The potential for fraud prosecutions and civil actions related to funding under the American Recovery and Reinvestment Act of 2009 (Recovery Act) or the False Claims Act (FCA) has increased significantly with the President's signing of the Fraud Enforcement and Recovery Act (S. 386) (the Act) on May 20, 2009. The Act is focused on improving the tools for prosecution of mortgage fraud and establishes a general economic crisis inquiry commission, but it also includes significant provisions relevant to government contractors.
Section 2(d) of the Act amends the Major Fraud statute, 18 U.S.C. § 1031, to make it applicable to transactions under the Troubled Asset Relief Program (TARP) and the Recovery Act. As amended, the Major Fraud statute:
- Applies to any contract, subcontract, grant or other form of federal assistance, including through TARP or any Government economic stimulus, recovery plan or rescue plan.
- Covers fraud involving contracts over $1 million and can result in fines of $1 million (up to $10 million for multiple counts) and 10 years in prison.

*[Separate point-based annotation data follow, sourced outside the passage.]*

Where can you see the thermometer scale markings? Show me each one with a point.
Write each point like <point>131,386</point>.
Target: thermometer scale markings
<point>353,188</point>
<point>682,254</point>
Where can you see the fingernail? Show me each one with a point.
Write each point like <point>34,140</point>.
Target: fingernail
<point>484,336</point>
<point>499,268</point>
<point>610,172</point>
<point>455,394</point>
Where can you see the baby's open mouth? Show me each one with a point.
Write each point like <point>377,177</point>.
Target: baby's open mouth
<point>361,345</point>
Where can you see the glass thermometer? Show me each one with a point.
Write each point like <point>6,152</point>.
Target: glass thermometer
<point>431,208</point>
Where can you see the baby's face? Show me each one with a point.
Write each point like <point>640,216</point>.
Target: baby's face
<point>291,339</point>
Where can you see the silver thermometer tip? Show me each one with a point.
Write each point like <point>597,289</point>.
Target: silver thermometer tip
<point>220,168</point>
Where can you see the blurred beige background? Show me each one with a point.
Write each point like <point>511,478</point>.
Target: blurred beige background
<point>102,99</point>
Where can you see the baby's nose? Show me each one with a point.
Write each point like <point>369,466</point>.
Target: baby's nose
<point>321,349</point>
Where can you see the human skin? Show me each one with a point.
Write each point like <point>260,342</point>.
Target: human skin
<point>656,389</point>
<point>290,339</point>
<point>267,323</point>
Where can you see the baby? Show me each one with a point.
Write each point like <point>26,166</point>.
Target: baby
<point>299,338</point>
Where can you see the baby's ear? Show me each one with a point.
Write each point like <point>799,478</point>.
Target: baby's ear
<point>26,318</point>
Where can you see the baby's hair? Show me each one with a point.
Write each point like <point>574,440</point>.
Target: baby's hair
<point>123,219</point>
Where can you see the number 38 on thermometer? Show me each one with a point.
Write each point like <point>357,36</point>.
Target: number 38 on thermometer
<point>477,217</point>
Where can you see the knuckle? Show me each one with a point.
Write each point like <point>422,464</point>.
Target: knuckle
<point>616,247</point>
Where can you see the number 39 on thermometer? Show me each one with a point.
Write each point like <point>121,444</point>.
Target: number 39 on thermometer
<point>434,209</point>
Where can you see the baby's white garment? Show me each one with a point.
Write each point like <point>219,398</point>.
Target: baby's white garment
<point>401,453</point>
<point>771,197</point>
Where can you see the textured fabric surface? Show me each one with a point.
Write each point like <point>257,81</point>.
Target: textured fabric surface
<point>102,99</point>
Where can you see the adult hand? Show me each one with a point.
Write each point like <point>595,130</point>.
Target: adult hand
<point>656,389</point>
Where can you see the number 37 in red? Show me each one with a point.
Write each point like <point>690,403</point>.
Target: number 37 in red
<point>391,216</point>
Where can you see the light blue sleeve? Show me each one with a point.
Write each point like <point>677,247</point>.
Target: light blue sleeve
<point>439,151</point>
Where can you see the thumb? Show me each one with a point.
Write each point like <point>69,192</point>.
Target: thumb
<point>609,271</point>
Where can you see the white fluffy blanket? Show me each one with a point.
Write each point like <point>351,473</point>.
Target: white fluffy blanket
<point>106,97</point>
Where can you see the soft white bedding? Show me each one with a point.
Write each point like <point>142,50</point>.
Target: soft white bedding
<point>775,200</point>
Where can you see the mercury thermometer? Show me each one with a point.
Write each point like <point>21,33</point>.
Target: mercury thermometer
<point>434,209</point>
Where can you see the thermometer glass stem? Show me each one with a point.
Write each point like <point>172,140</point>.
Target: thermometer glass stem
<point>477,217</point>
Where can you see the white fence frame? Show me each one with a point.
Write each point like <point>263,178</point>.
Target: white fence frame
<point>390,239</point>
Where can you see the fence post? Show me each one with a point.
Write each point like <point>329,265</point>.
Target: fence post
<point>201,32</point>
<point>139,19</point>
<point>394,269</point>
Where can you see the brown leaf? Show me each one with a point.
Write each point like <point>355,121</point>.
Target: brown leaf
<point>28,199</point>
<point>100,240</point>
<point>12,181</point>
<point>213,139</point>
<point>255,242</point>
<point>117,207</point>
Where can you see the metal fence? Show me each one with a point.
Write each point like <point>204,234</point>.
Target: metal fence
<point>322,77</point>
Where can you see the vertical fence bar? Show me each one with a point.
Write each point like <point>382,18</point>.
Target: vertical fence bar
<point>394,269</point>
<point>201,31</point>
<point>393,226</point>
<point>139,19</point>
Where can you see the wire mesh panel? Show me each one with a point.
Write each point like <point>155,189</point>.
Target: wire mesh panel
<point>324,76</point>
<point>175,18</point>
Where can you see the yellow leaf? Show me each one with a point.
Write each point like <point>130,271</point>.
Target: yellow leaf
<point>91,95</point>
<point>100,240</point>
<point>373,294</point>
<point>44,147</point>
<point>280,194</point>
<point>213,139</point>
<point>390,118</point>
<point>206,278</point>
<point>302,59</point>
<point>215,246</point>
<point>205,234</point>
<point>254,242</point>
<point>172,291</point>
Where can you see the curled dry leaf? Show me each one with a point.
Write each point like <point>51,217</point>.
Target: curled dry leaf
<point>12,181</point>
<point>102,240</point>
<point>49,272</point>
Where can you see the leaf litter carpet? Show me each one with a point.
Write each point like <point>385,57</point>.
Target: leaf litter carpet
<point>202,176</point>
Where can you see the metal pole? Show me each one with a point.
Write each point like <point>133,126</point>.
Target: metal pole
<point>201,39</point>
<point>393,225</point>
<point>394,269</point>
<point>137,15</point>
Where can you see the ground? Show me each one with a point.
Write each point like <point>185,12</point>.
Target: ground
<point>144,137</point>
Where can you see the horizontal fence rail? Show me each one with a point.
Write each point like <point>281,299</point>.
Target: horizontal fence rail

The Act targets fraud under the TARP within the banking industry, but the language used -- "economic stimulus, recovery or rescue plan" -- is substantially broader. The Act also Authorizes (but does not appropriate) additional funding for investigators and prosecutors for mortgage and securities fraud and "other cases involving federal economic assistance" (i.e., economic stimulus or Recovery Act transactions).
Section 4 of the Act amends the FCA in response to recent Court decisions. The Senate Judiciary Committee expressed concern that "[t]he effectiveness of the False Claims Act has recently been undermined by court decisions which limit the scope of the law and, in some cases, allow subcontractors paid with Government money to escape responsibility for proven frauds." S. Rep. No. 110-10 at 4 (2009). The Act addresses these concerns as follows:
- The Act legislatively overrules the Supreme Court's decision in Allison Engine Co. v. United States ex rel. Sanders, 128 S. Ct. 2123, 2128 (2008), which required proof that a defendant "intend[ed] that the Government itself pay the claim'' for liability to attach under FCA § 3729(a)(2) & (3). See Supreme Court Resolves Circuit Split Over Presentment Requirement of the False Claims Act (June 2008). Instead, liability attaches under the Act whenever one "knowingly makes, uses or causes to be made or used, a false record or statement material to a false or fraudulent claim." S. 386 § 4 (a)(1)(B) (emphasis added).
- It defines the term "material" to mean "having a natural tendency to influence, or be capable of influencing, the payment or receipt of money or property." Id. § 4 (b)(4). As a result, an FCA violation FCA would occur whenever a person makes a false statement that has the natural tendency to influence the Government's decision to pay a claim, regardless of intent.
- The Act repudiates the line of cases following United States ex rel. Totten v. Bombardier Corp., 380 F.3d 488 (D.C. Cir. 2004) and United States ex rel. DRC, Inc. v. Custer Battles, LLC, 376 F. Supp. 2d 617 (E.D. Va. 2005), rev'd, 562 F.3d 295 (4th Cir. 2009). See Fourth Circuit Holds Contractor Liable for False Claims Submitted to the Coalition Provisional Authority in Iraq (April 2009). Totten held that a claim must be ''presented to an officer or employee of the Government before liability can attach,'' while Custer Battles held that the FCA does not reach a claim for payment of funds over which the United States has neither title nor control. The Act redefines the term "claim" to include "any request or demand, whether under a contract or otherwise, for money or property and whether or not the United States has title to the money or property." A "claim" now also includes any request or demand presented to the United States or "made to a contractor, grantee, or other recipient" if (1) "the money . . . is to be spent or used on the Government's behalf or to advance a Government program or interest" and (2) the United States provides the money requested or will reimburse the entity from which the money was requested.
Section 4(c) of the Act also streamlines the ability of the Department of Justice (DOJ) to obtain a civil investigative demand (CID) by permitting the Attorney General to delegate authority to issue a CID. The issuance of a CID permits DOJ to obtain documents, oral testimony, and responses to interrogatories.
The Fraud Enforcement and Recovery Act significantly broadens the reach of the FCA, and will require contractors to make substantial revisions to their compliance programs.